Frozen cod prices forecast to remain stable

By staff reporter

- Last updated on GMT

Related tags: European union, International trade

Frozen cod fillet prices will remain largely stable in European
markets in the second half of this year, perhaps even decline,
after an upward trend over the past year, according to a Food and
Agriculture Organisation fisheries analyst.

Part of the downward pressure on prices is due to the increasing supplies from low cost China and the weak US dollar. The forecast will come as some relief for processors.

In Germany, they have paid an average of three per cent more for cod fillet blocks over the past year to May.

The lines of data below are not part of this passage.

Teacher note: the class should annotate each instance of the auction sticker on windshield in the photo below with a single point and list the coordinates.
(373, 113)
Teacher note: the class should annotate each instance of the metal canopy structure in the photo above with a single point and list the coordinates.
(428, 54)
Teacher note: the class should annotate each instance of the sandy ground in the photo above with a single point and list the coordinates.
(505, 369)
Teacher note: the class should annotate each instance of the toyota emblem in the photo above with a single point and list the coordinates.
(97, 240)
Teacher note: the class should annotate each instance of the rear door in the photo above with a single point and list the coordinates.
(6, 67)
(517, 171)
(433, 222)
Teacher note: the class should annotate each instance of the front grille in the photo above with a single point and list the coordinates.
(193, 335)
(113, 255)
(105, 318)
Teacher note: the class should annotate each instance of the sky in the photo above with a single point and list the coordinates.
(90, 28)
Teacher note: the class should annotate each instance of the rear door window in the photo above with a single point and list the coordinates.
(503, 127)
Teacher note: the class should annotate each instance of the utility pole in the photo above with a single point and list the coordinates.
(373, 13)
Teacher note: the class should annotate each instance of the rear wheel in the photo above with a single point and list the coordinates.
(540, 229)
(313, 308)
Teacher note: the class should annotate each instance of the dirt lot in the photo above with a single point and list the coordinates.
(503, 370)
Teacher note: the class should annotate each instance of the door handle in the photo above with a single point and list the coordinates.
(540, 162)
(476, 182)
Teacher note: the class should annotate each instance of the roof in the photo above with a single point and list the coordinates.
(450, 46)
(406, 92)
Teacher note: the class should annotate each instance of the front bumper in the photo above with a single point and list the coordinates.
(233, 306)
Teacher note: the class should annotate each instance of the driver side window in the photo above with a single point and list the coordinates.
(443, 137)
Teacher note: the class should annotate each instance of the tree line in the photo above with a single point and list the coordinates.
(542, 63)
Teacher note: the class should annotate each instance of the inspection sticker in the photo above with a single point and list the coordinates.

Processors in Germany were paying a delivered price of €5.35/kg in May 2006, according to the European Price Report (EPR) for the month.

Based on EPR indications, frozen cod prices have not increased as strongly in European markets as other frozen fillet prices, such as Alaska pollock, saithe and hake, over the period, stated Gerry O'Sullivan in a report for Globefish, a unit of the Food and Agriculture Organisation.

"With the current weakness in the US dollar likely to persist, the recent upward trend in frozen groundfish fillet prices in European markets appears unlikely to continue into the second half of 2006,"​ wrote O'Sullivan. "In this context, frozen cod fillet prices may be expected to remain stable, or come under downward pressure, in the months ahead."

The current stability in frozen cod prices is also reflected in average unit values for Norwegian fillet exports which have been stable during the March to April period at just over NOK44/kg (€5.60) and up two per cent on April 2005, he notes. Export volumes from Norway this year are also stable at about 7,000 tonnes, a level in line with exports during the first quarter of last year.

In France, the decline in volume imports during 2005 has continued into 2006. French imports fell two per cent last year to 15,700 tonnes, compared to 2004. For the first two months of this year, imports are down four per cent compared to the same period last year.

The decline in France's imports this year was mostly due to a fall in volumes from Iceland and Norway. Imports from Iceland fell by 37 per cent, and from Norway by 14 per cent compared to the January to February 2005 period. The country's imports from China are down slightly this year following a 23 per cent increase during 2005. China's share of French imports is up to just over 22 per cent of the total.

For the early months of 2006, China was the leading supplier of frozen cod fillets to the French market. Norway, the top supplier in recent years, has dropped to second position in volume terms although it remains the leading supplier in value terms.

China is also forging ahead in the UK market, the largest European importer of cod fillets. The UK imported 79,080 tonnes last year, a slight drop from 2004.

China overtook Iceland to become the second volume supplier just behind Denmark, which remains the number one exporter to the UK despite an 11 per cent fall in supplies during 2005. Meanwhile China increased its supplies to the UK market by 10 per cent to 16,470 tonnes.

China's increasing penetration of the UK market is based on its low cost production advantage over traditional European suppliers, stated O'Sullivan.

UK import unit values confirm China as the lowest cost supplier among leading exporters, he said. Average unit values for frozen cod fillets from China was £2.48, compared to £3.80 from Iceland, £3.35 from Norway, and £3.11 from Denmark.

China is getting competition from the Russian Federation, registered the biggest percentage increase last year. Supplies of fillets to the UK from this source jumped 35 per cent on 2004 to 9,000 tonnes last year.

The UK's frozen cod imports have been stable in recent years at around 79,000 tonnes, Globefish reported.